Australian shares skidded on Friday as data in China showed the economy of the Pacific nation's biggest trading partner losing further momentum, underlining the risks to global growth from the Sino-US trade dispute. The S&P/ASX 200 index fell 1.1 percent to close at 5,602. The benchmark declined 1.4 percent this week, its biggest weekly drop since mid-November, after the index hit a two-year low earlier on Monday.
The gloomy data from China triggered a broad risk-off mode in regional markets, with the MSCI's broadest index of Asia-Pacific shares outside Japan tumbling 1.4 percent. Global miners BHP Group and Rio Tinto, which are heavily exposed to China, fell as much as 1.4 percent and 1.7 percent, respectively. These losses saw the metal and mining sector turning down as copper prices headed south on China demand worries.
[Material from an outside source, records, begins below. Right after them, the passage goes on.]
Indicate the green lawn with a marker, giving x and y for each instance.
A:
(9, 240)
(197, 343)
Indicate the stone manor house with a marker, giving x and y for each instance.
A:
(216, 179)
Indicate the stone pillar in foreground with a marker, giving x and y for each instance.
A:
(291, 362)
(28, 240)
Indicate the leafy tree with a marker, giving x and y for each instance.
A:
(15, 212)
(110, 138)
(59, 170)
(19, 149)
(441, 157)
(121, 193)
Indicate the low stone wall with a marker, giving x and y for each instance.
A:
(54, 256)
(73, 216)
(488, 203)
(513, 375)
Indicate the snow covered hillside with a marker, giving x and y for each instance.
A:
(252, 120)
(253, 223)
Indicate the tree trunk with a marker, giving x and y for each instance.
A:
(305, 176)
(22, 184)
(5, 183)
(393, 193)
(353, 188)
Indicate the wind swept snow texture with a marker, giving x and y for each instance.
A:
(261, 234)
Those same concerns pulled the energy index down 1.3 percent, with stocks slipping on lower oil prices, as investors cashed in gains of more than 2 percent made during the previous session. Oil Search was among top percentage losers, ending 2.3 percent lower, followed by Santos Ltd which also declined about 2 percent and touched its lowest since November 26 earlier in the day. New Zealand's benchmark S&P/NZX 50 index fell 0.8 percent or 70.66 points to finish the session at 8,722.51.
A2 Milk fell 3.4 percent and was among worst performers, along with Fisher and Paykel Healthcare which fell 4.2 percent, to its lowest in over a year.